Updated: Sep 26, 2020

So as you can see the way that I am going to be displaying recipes is a little odd. It may look like I have made the same blog post twice however, that is as I'm only providing recipes on here for creations that I am completely happy with. So if you're looking for true and tested recipes as opposed to just testing updates then the tested recipes area is the place to go! With that being said here is my new recipe so you can make it at home.


Recipe (Makes 3-4)


Ingredients


4 Large eggs

1/2 cup caster sugar

2 and a half teaspoons vanilla extract

1/2 teaspoon cream of tartar

1 cup cold double cream

1 lemon (just the zest)

4 teaspoons black peppercorns (cracked)

4 tablespoons lemon extract

8 ginger biscuits

4 teaspoons unsalted butter (melted)


Method


  1. Crush the ginger biscuits into small pieces and mix in a ratio of 2 biscuits to 1 teaspoon of butter in each glass. Mix until a crumb or crumbly base is formed and lightly press down. Then place in the freezer until needed.

  2. Place the egg yolks, 1/4 cup of sugar, vanilla extract, lemon extract and 3 tablespoons of the black peppercorns into a bowl. Beat these for 2-3 minutes until lighter and thickened slightly.

  3. Place this mixture in a bowl over simmering water and beat for a further 4-5 minutes until the mixture is thickened further, (close to that of a thin custard), heated through and slightly larger in volume. Be careful to not have the bowl over boiling water or have it in direct contact with the water as both of these can cause the eggs to solidify.

  4. Take off the heat and beat for a further one minute then leave to cool.

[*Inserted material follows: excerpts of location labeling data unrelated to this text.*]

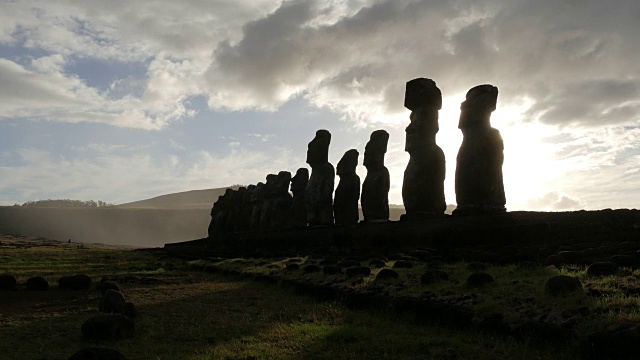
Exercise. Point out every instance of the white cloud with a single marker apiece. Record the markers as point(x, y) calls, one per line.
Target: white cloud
point(121, 175)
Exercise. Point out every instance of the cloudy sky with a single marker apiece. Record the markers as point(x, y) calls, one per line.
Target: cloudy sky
point(124, 100)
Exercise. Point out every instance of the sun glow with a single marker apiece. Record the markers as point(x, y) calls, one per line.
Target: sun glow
point(528, 172)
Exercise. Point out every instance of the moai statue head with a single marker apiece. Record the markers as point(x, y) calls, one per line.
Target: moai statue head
point(282, 182)
point(318, 149)
point(424, 99)
point(475, 111)
point(375, 150)
point(348, 163)
point(300, 180)
point(270, 186)
point(257, 194)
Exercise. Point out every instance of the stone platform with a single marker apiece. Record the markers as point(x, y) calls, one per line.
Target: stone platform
point(514, 236)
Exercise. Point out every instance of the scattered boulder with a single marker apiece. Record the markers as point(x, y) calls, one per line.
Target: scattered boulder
point(555, 260)
point(476, 266)
point(75, 282)
point(331, 269)
point(479, 279)
point(402, 264)
point(37, 283)
point(112, 301)
point(108, 327)
point(571, 257)
point(7, 282)
point(97, 353)
point(620, 343)
point(387, 274)
point(602, 269)
point(377, 263)
point(561, 285)
point(130, 310)
point(311, 269)
point(432, 276)
point(358, 271)
point(108, 285)
point(624, 260)
point(293, 267)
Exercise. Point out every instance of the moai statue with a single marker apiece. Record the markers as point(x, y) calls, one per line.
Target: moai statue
point(247, 208)
point(222, 213)
point(345, 202)
point(319, 202)
point(234, 220)
point(423, 185)
point(479, 186)
point(281, 202)
point(299, 190)
point(375, 188)
point(257, 200)
point(267, 209)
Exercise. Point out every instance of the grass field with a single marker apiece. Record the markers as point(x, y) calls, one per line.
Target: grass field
point(195, 315)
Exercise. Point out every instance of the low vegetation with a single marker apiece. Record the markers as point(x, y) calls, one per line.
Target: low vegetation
point(187, 314)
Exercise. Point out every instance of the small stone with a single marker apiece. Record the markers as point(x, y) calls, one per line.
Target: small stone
point(432, 276)
point(624, 260)
point(555, 260)
point(621, 343)
point(476, 266)
point(97, 354)
point(112, 301)
point(108, 327)
point(562, 284)
point(572, 257)
point(331, 269)
point(310, 269)
point(403, 264)
point(602, 269)
point(7, 282)
point(130, 310)
point(75, 282)
point(377, 263)
point(109, 285)
point(37, 283)
point(358, 271)
point(387, 274)
point(293, 267)
point(479, 279)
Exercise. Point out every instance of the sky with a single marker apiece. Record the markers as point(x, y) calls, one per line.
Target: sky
point(124, 100)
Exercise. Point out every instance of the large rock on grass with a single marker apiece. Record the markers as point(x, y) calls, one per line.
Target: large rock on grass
point(7, 282)
point(602, 269)
point(97, 353)
point(75, 282)
point(37, 283)
point(561, 285)
point(108, 327)
point(112, 301)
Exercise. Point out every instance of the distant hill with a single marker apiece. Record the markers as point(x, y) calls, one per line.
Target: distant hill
point(194, 199)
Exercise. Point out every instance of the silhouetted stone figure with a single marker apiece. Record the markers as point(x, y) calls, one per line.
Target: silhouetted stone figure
point(319, 202)
point(345, 202)
point(246, 208)
point(299, 190)
point(281, 202)
point(479, 186)
point(375, 188)
point(423, 185)
point(220, 214)
point(257, 200)
point(267, 209)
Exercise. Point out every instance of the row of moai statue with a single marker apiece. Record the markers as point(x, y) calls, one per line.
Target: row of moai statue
point(478, 179)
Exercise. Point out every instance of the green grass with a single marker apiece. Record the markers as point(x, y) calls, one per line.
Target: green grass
point(195, 316)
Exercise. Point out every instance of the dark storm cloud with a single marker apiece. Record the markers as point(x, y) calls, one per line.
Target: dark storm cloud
point(575, 60)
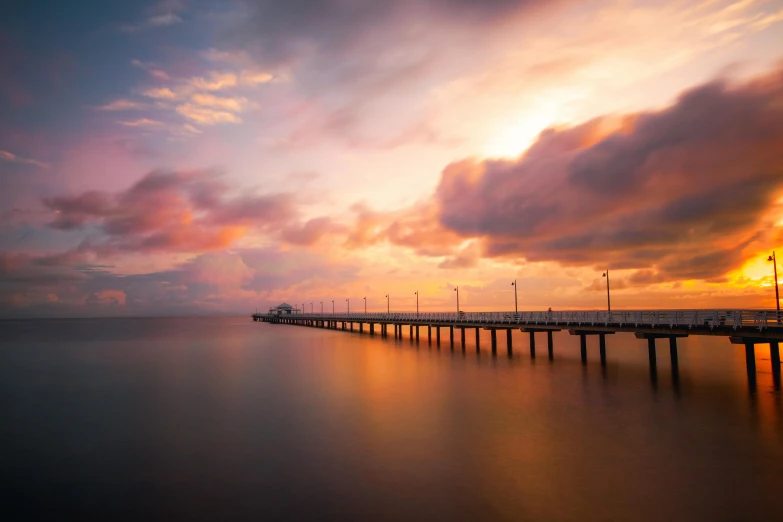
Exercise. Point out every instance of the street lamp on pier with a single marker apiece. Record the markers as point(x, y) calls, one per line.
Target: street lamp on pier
point(608, 302)
point(777, 292)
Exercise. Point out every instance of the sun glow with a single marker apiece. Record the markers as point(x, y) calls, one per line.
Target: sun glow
point(518, 132)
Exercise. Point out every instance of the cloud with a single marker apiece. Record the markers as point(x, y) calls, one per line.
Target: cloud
point(233, 104)
point(161, 93)
point(170, 212)
point(121, 105)
point(309, 233)
point(683, 191)
point(13, 158)
point(142, 122)
point(285, 30)
point(153, 69)
point(215, 81)
point(253, 78)
point(164, 20)
point(206, 116)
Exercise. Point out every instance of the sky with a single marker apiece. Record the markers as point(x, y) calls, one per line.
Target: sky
point(183, 157)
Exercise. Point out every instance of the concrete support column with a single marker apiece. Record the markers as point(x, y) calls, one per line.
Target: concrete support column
point(651, 351)
point(673, 354)
point(532, 345)
point(550, 345)
point(653, 359)
point(509, 346)
point(774, 358)
point(750, 362)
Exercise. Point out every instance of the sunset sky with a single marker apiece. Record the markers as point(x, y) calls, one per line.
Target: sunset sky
point(182, 157)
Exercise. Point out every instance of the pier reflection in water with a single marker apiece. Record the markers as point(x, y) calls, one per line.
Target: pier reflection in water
point(210, 418)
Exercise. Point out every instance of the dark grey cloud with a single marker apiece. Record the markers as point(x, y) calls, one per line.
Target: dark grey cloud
point(682, 193)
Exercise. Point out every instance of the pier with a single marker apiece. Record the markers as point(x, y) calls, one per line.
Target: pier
point(745, 327)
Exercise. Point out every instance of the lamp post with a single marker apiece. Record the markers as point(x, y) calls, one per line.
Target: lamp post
point(608, 302)
point(777, 292)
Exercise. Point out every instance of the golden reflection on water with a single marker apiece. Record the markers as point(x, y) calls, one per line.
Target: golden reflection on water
point(315, 423)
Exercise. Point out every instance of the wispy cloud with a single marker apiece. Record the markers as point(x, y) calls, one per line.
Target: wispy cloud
point(233, 104)
point(121, 105)
point(164, 19)
point(142, 122)
point(13, 158)
point(205, 115)
point(215, 81)
point(161, 93)
point(153, 69)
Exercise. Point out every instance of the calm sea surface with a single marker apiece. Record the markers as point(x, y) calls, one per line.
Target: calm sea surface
point(226, 419)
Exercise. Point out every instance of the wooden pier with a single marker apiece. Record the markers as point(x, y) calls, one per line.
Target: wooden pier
point(745, 327)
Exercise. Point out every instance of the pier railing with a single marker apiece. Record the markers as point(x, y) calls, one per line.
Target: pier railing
point(725, 319)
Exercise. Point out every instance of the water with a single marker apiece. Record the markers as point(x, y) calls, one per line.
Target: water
point(226, 419)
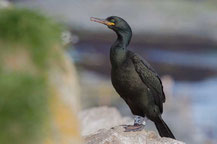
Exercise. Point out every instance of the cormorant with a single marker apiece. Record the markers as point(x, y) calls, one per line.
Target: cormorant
point(135, 80)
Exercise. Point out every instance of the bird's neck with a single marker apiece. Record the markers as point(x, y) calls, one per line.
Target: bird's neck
point(118, 51)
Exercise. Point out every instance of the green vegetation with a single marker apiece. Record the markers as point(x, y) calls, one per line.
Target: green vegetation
point(24, 95)
point(28, 28)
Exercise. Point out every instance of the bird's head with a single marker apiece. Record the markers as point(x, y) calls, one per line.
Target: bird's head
point(115, 23)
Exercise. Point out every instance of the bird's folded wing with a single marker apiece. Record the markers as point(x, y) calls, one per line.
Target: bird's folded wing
point(150, 78)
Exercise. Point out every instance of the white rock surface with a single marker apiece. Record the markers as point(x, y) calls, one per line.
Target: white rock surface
point(102, 125)
point(97, 118)
point(117, 135)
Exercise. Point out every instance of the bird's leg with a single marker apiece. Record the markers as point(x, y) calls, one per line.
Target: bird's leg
point(139, 124)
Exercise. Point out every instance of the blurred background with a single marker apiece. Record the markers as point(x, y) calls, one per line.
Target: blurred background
point(177, 37)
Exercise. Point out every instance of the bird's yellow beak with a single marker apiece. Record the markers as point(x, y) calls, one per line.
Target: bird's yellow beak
point(102, 21)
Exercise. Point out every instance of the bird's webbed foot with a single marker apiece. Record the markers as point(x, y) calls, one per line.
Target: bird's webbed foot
point(139, 124)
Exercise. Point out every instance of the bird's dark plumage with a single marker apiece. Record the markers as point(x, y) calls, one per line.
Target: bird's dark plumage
point(134, 79)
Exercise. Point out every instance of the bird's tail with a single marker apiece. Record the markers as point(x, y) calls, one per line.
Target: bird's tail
point(163, 129)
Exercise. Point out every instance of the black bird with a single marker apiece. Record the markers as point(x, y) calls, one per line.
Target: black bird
point(135, 80)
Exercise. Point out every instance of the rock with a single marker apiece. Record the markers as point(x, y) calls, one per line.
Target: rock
point(117, 135)
point(102, 117)
point(104, 125)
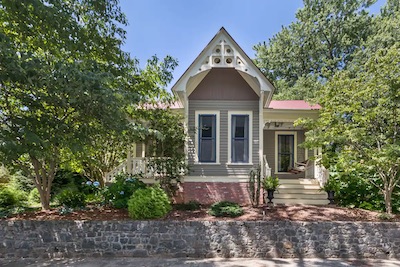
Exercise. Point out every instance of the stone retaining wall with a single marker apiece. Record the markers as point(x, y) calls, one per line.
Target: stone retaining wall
point(260, 239)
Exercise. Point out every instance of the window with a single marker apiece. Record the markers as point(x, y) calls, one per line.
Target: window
point(207, 138)
point(285, 151)
point(240, 138)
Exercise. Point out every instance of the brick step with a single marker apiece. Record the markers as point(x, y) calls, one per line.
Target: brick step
point(299, 186)
point(300, 196)
point(300, 191)
point(299, 181)
point(294, 201)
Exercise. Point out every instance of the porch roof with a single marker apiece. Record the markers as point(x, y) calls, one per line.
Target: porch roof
point(293, 104)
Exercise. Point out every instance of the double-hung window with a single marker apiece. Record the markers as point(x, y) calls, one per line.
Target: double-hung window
point(207, 138)
point(285, 151)
point(239, 137)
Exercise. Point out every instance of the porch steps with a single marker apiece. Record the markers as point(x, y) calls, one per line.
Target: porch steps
point(300, 191)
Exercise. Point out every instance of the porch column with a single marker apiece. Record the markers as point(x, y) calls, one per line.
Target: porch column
point(261, 132)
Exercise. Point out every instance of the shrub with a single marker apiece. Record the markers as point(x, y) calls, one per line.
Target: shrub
point(191, 205)
point(67, 179)
point(11, 197)
point(34, 196)
point(71, 198)
point(7, 198)
point(118, 193)
point(149, 203)
point(225, 209)
point(356, 192)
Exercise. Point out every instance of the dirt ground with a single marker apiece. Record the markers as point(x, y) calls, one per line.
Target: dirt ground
point(278, 212)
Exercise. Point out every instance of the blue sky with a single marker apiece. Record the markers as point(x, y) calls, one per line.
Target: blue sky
point(182, 28)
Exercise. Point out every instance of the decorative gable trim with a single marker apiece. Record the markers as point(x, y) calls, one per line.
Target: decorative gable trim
point(222, 52)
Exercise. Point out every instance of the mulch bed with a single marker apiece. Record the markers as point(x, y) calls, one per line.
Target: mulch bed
point(278, 212)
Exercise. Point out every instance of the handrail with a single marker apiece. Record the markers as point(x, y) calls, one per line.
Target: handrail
point(321, 173)
point(267, 168)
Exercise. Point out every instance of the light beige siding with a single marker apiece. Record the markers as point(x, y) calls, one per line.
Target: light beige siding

  5. To another bowl add 1/3 of the egg whites, the other 1/4 cup of sugar, and the cream of tartar. Whip this until firm peaks form (until when the whisk is lifted out the peaks don't fall back into the mixture, but do fold back downwards at the tip). Fold this into the yolk mixture.

  6. Pour the double (or heavy cream) into another bowl and whisk until soft peaks form (peaks that hold their shape but fold completely over and do not fall back into the mix). Then fold this mixture slowly into the now mixed yolk and white mixtures. Once combined add the remaining teaspoon of black pepper.

  7. Pour this onto the biscuit crumb and grate lemon zest over the top before returning to the freezer for at least 2-3 hours before serving.

  8. Enjoy! This is my first recipe posted and my first recipe that I've been happy enough with to post, so I'm really proud of it! I hope you like it!